> 
> On Mon, Nov 27, 2006 at 10:59:13PM +0100, Richard Levitte - VMS
Whacker
> wrote:
> > And yet, we're still speaking about systems where the only
difference
> > is a character or two.  On a record oriented filesystem, you MUST
> > convert text files to actual separate records (lines), or anything
> > that deals with text (such as more or less all editors, all
compilers,
> > all diffing tools, all...  the list goes on) is basically rendered
> > worthless.
> >
> > I guess that monotone will stay on Unix/Windows/MacOS only.
> 
> Is this a serious issue in practice?  It seems like you could probably
> get things to pretty much work well enough with some heuristics, and
> the knowledge that you have to make some sacrifice to achieve
> interoperability with the fundamentally different (and more prevalent)

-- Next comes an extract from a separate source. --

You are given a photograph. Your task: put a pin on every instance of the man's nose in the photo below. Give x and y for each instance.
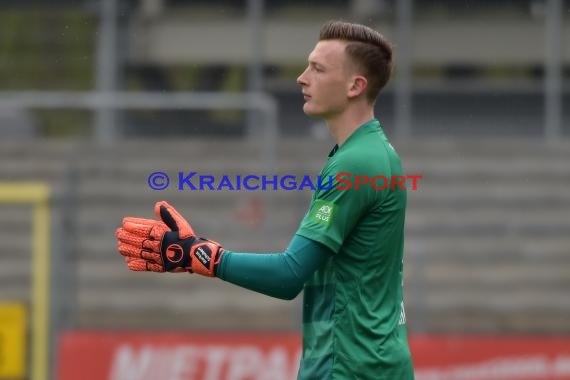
(301, 79)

> stream-of-bytes style...
> 
> I mean, what do, say, web browsers and sftp clients and stuff do?
> 
> -- Nathaniel

Richard, we have a version of cvs that runs on VMS.  It's been 10 years
since I worked with RMS, but IIRC a C program could open a file in text
mode, printf a string like ""Hello World.\n" and "the right thing" would
happen.  Is that correct?

That would mean that the proposed file attribute would have to control
how mtn opened the file, but that seems "reasonable".